No, you won’t be able to go out alone as often as before. You’ll have to find a sitter, that is true. But you’ll appreciate the time away more than you ever have. You’ll realize you took it for granted before.
No, you may not be able to pay for college right away, but give it 17-18 years. Teach your children to work hard, dream big, and find something they will love. Maybe college isn’t for them anyway? Maybe they’ll get a scholarship, join the military and have college paid for, or earn a grant. Or maybe you’ll save money for them each year out of love and a desire to see them succeed.
And finally, don’t let yourself miss out on the best thing you never knew you would want. I write this to you, the young woman who doesn’t know what she wants just yet. To the young woman who isn’t secure enough in herself to pave her own way, break out of the societal mold, and maybe realize the best joy in life comes from the one thing the world tells us to push off into the distant future.
I’m not saying don’t go to college, don’t find a trade, etc.. I fully believe women should be self sufficient, pave a way, etc., but I also believe there is a time to do so. The best time for women to have children is twenties and early thirties. If we only taught our daughters the value of having children young they could literally have it all after life is said and done. In their forties, fifties, and sixties they have time too.

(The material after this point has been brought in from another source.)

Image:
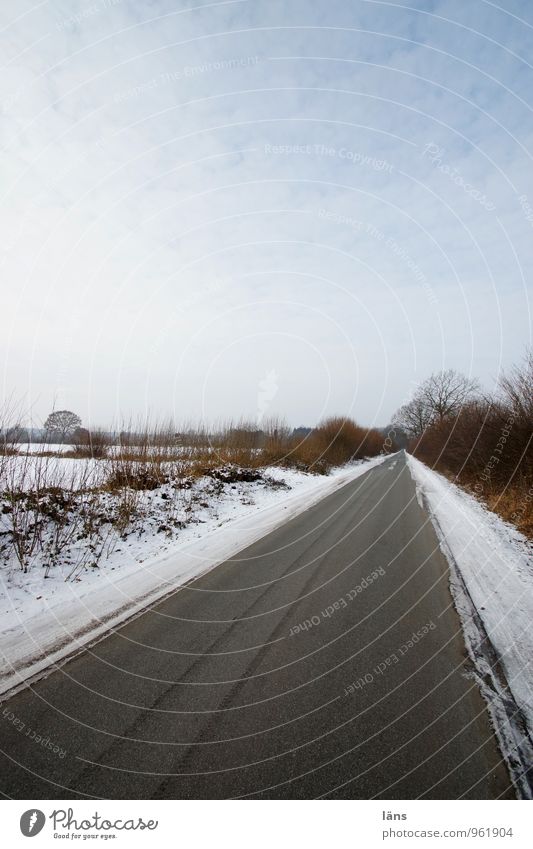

Life doesn’t end at thirty as we all think it does as teenagers. Life is long while, unfortunately, the time to have children relatively short. Society seems to want to do things “backwards.” Which is sad because many women are waiting to find they’ve waited too long.
I wish society wouldn’t lie to impressionable young minds. From someone who never wanted kids (and waited 5 years after marriage) let me just say I’m glad I got married young– at 21. Had I gotten married older, and waited longer to have children, I might not have had the opportunity to have four beautiful blessings to call my own. I’m thankful we decided to take the “plunge” at 25 and have “just one.” That “just one” turned into four because “that one” changed my everything. He changed my life, my dreams, my motivation, and reason for living. It isn’t easy raising four, and sometimes I need a break, but they are my everything and I can’t imagine life without them. I can’t imagine what Thanksgivings, Christmases, and old age would be like without children, eventually grandchildren, and a legacy too.
Years ago a baby was born into this world to be the sacrifice and atonement for sins. A baby that changed everything; every year children are born to parents whose worlds are also changed for the better. A baby changes everything! They are a blessing, not a burden!